The unique event has gone on for 75 years. Organizers weren’t going to be stopped by an oil spill, even one that hurt the seafood industry. ‘We’re going to overcome this,’ says the festival king.

After the BP oil spill, the organizers of one of America’s more unusual civic celebrations began fielding the phone calls, the ones that invariably asked: Are you really going to have it this year?
In response, they erected a big billboard on U.S. 90 as it winds west from New Orleans through the heart of Cajun country.
“YES,” the sign said. “We Are Having 75th Annual Shrimp and Petroleum Festival.”
Morgan City’s civic leaders never doubted they would green-light their paean to crustaceans and crude, even though one of the featured industries has been threatening, of late, to wipe the other one out.

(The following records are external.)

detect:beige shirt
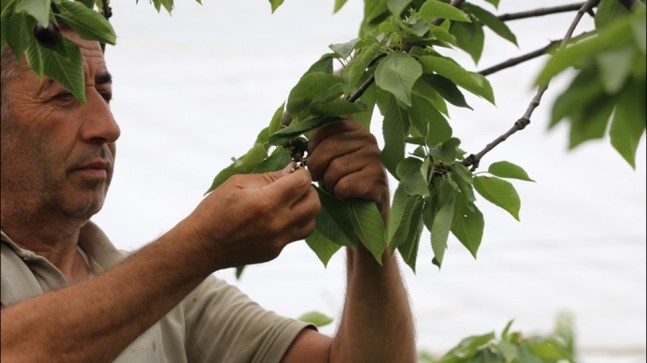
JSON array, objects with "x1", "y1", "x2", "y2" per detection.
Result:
[{"x1": 0, "y1": 222, "x2": 308, "y2": 363}]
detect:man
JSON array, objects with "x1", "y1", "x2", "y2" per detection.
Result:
[{"x1": 1, "y1": 30, "x2": 416, "y2": 363}]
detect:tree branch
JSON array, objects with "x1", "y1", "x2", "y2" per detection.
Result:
[
  {"x1": 463, "y1": 0, "x2": 600, "y2": 171},
  {"x1": 498, "y1": 0, "x2": 588, "y2": 21},
  {"x1": 478, "y1": 31, "x2": 595, "y2": 76},
  {"x1": 618, "y1": 0, "x2": 644, "y2": 11}
]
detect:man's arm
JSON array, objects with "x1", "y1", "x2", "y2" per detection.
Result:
[
  {"x1": 0, "y1": 170, "x2": 319, "y2": 362},
  {"x1": 283, "y1": 121, "x2": 417, "y2": 363}
]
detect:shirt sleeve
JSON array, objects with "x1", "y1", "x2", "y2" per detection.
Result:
[{"x1": 183, "y1": 275, "x2": 314, "y2": 363}]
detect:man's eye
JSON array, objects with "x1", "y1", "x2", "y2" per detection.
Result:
[
  {"x1": 101, "y1": 92, "x2": 112, "y2": 103},
  {"x1": 53, "y1": 92, "x2": 74, "y2": 102}
]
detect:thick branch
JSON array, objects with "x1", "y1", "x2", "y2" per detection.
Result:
[
  {"x1": 498, "y1": 0, "x2": 592, "y2": 21},
  {"x1": 463, "y1": 0, "x2": 600, "y2": 171}
]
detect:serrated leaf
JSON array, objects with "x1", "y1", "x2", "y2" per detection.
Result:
[
  {"x1": 328, "y1": 38, "x2": 359, "y2": 58},
  {"x1": 474, "y1": 176, "x2": 521, "y2": 220},
  {"x1": 419, "y1": 0, "x2": 471, "y2": 23},
  {"x1": 306, "y1": 229, "x2": 341, "y2": 267},
  {"x1": 488, "y1": 161, "x2": 534, "y2": 182},
  {"x1": 396, "y1": 157, "x2": 429, "y2": 196},
  {"x1": 419, "y1": 55, "x2": 494, "y2": 104},
  {"x1": 378, "y1": 95, "x2": 409, "y2": 176},
  {"x1": 449, "y1": 22, "x2": 485, "y2": 64},
  {"x1": 310, "y1": 101, "x2": 366, "y2": 116},
  {"x1": 57, "y1": 1, "x2": 117, "y2": 45},
  {"x1": 595, "y1": 47, "x2": 636, "y2": 94},
  {"x1": 609, "y1": 79, "x2": 647, "y2": 169},
  {"x1": 2, "y1": 13, "x2": 33, "y2": 61},
  {"x1": 298, "y1": 311, "x2": 333, "y2": 328},
  {"x1": 375, "y1": 52, "x2": 422, "y2": 106},
  {"x1": 428, "y1": 177, "x2": 456, "y2": 267},
  {"x1": 14, "y1": 0, "x2": 52, "y2": 26},
  {"x1": 422, "y1": 74, "x2": 472, "y2": 110},
  {"x1": 270, "y1": 0, "x2": 283, "y2": 13},
  {"x1": 451, "y1": 195, "x2": 485, "y2": 258},
  {"x1": 350, "y1": 199, "x2": 386, "y2": 265},
  {"x1": 315, "y1": 188, "x2": 355, "y2": 246},
  {"x1": 205, "y1": 144, "x2": 267, "y2": 194},
  {"x1": 386, "y1": 0, "x2": 411, "y2": 16},
  {"x1": 287, "y1": 72, "x2": 343, "y2": 116},
  {"x1": 462, "y1": 3, "x2": 517, "y2": 45}
]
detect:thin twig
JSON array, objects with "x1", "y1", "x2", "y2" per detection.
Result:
[
  {"x1": 618, "y1": 0, "x2": 644, "y2": 11},
  {"x1": 478, "y1": 31, "x2": 595, "y2": 76},
  {"x1": 463, "y1": 0, "x2": 600, "y2": 171},
  {"x1": 498, "y1": 2, "x2": 584, "y2": 21}
]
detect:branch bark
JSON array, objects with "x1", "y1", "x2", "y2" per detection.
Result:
[
  {"x1": 498, "y1": 0, "x2": 588, "y2": 21},
  {"x1": 463, "y1": 0, "x2": 600, "y2": 171}
]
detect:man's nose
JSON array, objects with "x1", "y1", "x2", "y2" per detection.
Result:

“We still need both,” said Lee Darce, assistant director and vendor chairwoman of the festival, as she drove a golf cart on this muggy September Sunday among busy booths hawking boiled shrimp, shrimp on a stick, bacon-wrapped shrimp and shrimp etouffee. “That’s what makes our community. That’s our lifeblood.”
In Morgan City, a community of 12,700 on the banks of the Atchafalaya River, fishing and offshore oil-related industries are of paramount economic importance and are deeply intertwined. Many offshore oil workers fish for extra income on the side. Businessmen like Al Adams III — the owner of a boat transmission company and this year’s shrimp and petroleum king — serve fishermen and offshore companies.
Mayor Tim Matte is aware that the festival can seem pretty weird to outsiders. “But we’ve always thought it’s unusual that they think it’s unusual,” he said. “As far as the workers are concerned, there’s always been a kinship of working over the water.”
Matte and others say the oil spill, instead of smothering this year’s festivities, has infused them with a new intensity: a yearning for catharsis after a soul-crushing summer, a hope for a return to a lost harmony between the two industries, and a celebration of a culture that is resilient enough to withstand the worst.
“There’s a spirit here that we’re going to overcome this,” said Adams, carrying his king’s crown on the city docks Sunday morning.